3. En second lieu, aux termes de l'article 12 du code général des impôts : " L'impôt est dû chaque année à raison des bénéfices ou revenus que le contribuable réalise ou dont il dispose au cours de la même année. ". Aux termes de l'article 92 du code général des impôts : " 1. Sont considérés comme provenant de l'exercice d'une profession non commerciale ou comme revenus assimilés aux bénéfices non commerciaux, les bénéfices des professions libérales, des charges et offices dont les titulaires n'ont pas la qualité de commerçants et de toutes occupations, exploitations lucratives et sources de profits ne se rattachant pas à une autre catégorie de bénéfices ou de revenus () ".

4. Mme A soutient avoir restitué, à la suite du jugement du tribunal correctionnel de Saint-Brieuc du 28 mars 2019 et de l'arrêt de la cour d'appel de Rennes du 2 juillet 2020, des biens détournés correspondant à la somme de 24 412 euros et demande la réduction à due concurrence de la base d'imposition retenue au titre des années 2011 à 2014. Toutefois, ce faisant, elle ne conteste pas avoir eu à sa disposition, au titre des années 2011 à 2014, l'intégralité des sommes prises en compte par les services fiscaux pour la détermination des cotisations supplémentaires d'imposition litigieuses. Ces sommes, issues, ainsi qu'il ressort des décisions pénales précitées, des détournements de fonds qu'elle avait commis, entraient donc dans leur entièreté dans la base de ses bénéfices non commerciaux au titre des années 2011 à 2014, sans qu'ait d'incidence à cet égard la circonstance que Mme A en aurait reversé une quote-part consécutivement aux décisions pénales précitées.

5. Il résulte de ce qui précède que les conclusions de la requête aux fins de réduction doivent être rejetées, ainsi que, par voie de conséquence, les conclusions présentées sur le fondement de l'article L. 761-1 du code de justice administrative.

D É C I D E :

Article 1er : La requête de Mme A est rejetée.

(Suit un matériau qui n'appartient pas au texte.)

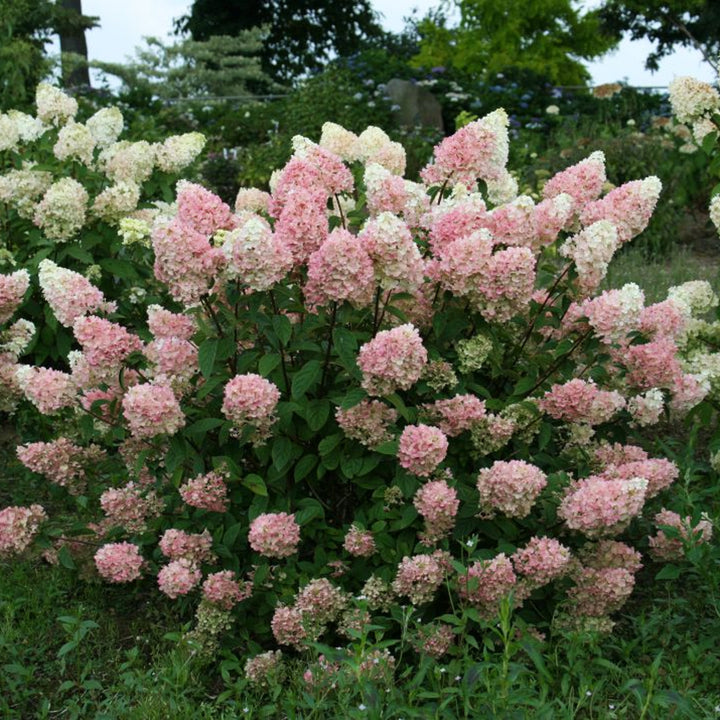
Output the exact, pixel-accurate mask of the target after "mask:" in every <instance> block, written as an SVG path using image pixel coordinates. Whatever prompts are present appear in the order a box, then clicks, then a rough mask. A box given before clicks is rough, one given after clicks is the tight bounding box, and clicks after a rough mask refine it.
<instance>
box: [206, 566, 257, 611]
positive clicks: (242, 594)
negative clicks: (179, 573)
mask: <svg viewBox="0 0 720 720" xmlns="http://www.w3.org/2000/svg"><path fill="white" fill-rule="evenodd" d="M202 589H203V597H204V598H205V599H206V600H207V601H208V602H211V603H212V604H213V605H217V606H218V607H219V608H222V609H223V610H232V608H233V606H234V605H235V604H237V603H239V602H241V601H242V600H246V599H247V598H249V597H250V595H251V594H252V583H243V582H240V581H239V580H238V579H237V577H236V575H235V573H234V572H233V571H232V570H221V571H220V572H216V573H210V575H208V576H207V578H206V579H205V582H204V583H203V587H202Z"/></svg>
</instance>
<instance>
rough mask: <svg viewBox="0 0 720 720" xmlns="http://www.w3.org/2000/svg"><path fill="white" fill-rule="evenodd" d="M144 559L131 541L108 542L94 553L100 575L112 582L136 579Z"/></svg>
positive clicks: (143, 561)
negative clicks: (143, 559) (140, 554)
mask: <svg viewBox="0 0 720 720" xmlns="http://www.w3.org/2000/svg"><path fill="white" fill-rule="evenodd" d="M144 564H145V561H144V560H143V558H142V555H140V548H139V547H138V546H137V545H134V544H133V543H128V542H121V543H108V544H107V545H103V546H102V547H101V548H100V549H99V550H98V551H97V552H96V553H95V567H96V568H97V571H98V573H100V576H101V577H102V578H103V579H105V580H107V581H108V582H112V583H125V582H132V581H133V580H137V579H138V578H139V577H140V575H141V570H142V567H143V565H144Z"/></svg>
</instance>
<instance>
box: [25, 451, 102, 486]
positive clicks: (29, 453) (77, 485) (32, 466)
mask: <svg viewBox="0 0 720 720" xmlns="http://www.w3.org/2000/svg"><path fill="white" fill-rule="evenodd" d="M17 456H18V459H19V460H20V462H21V463H22V464H23V465H24V466H25V467H26V468H28V470H32V471H33V472H36V473H40V474H41V475H44V476H45V477H46V478H47V479H48V480H50V482H53V483H56V484H57V485H60V486H61V487H66V488H67V489H68V490H69V491H70V492H71V493H73V494H77V493H80V492H82V490H83V488H84V486H85V475H86V470H87V468H89V467H94V466H96V465H98V464H99V463H100V462H101V461H102V460H103V459H104V457H105V453H104V452H103V450H102V449H101V448H99V447H98V446H96V445H89V446H88V447H80V446H79V445H76V444H75V443H73V442H72V441H70V440H68V438H64V437H60V438H58V439H57V440H53V441H51V442H47V443H46V442H36V443H29V444H28V445H19V446H18V448H17Z"/></svg>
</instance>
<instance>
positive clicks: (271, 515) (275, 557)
mask: <svg viewBox="0 0 720 720" xmlns="http://www.w3.org/2000/svg"><path fill="white" fill-rule="evenodd" d="M248 540H249V542H250V547H251V548H252V549H253V550H255V552H259V553H260V554H261V555H265V556H266V557H273V558H283V557H289V556H290V555H292V554H294V553H295V551H296V550H297V546H298V543H299V542H300V526H299V525H298V524H297V521H296V520H295V515H294V514H292V515H289V514H288V513H285V512H282V513H264V514H263V515H259V516H258V517H256V518H255V519H254V520H253V521H252V522H251V523H250V532H249V534H248Z"/></svg>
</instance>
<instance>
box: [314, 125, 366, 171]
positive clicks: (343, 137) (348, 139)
mask: <svg viewBox="0 0 720 720" xmlns="http://www.w3.org/2000/svg"><path fill="white" fill-rule="evenodd" d="M319 144H320V146H321V147H324V148H325V149H326V150H329V151H330V152H333V153H335V154H336V155H339V156H340V157H341V158H342V159H343V160H345V161H346V162H353V161H354V160H357V158H358V136H357V135H356V134H355V133H354V132H350V130H346V129H345V128H344V127H343V126H342V125H338V124H337V123H331V122H326V123H324V124H323V126H322V133H321V135H320V143H319Z"/></svg>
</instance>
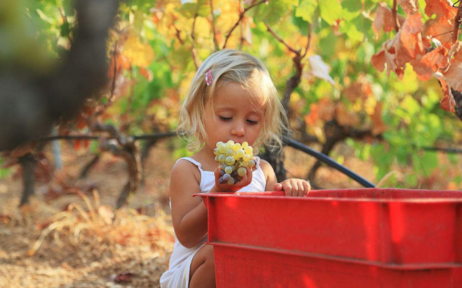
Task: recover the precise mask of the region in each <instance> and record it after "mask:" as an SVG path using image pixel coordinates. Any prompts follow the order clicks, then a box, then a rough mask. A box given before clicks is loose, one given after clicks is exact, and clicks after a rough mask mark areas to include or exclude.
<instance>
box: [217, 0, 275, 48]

Article 2 : Le présent jugement sera notifié à Mme B A et au directeur régional des finances publiques de Bretagne et du département d'Ille-et-Vilaine.

Délibéré après l'audience du 18 octobre 2023 à laquelle siégeaient :

M. Jouno, président,

M. Albouy, premier conseiller,

M. Ambert, conseiller.

Rendu public par mise à disposition au greffe le 8 novembre 2023.

Le rapporteur,

signé

A. AmbertLe président,

signé

T. Jouno

La greffière,

signé

S. Guillou

La République mande et ordonne au ministre de l'économie, des finances et de la souveraineté industrielle et numérique en ce qui le concerne ou à tous commissaires de justice à ce requis en ce qui concerne les voies de droit commun contre les parties privées, de pourvoir à l'exécution de la présente décision.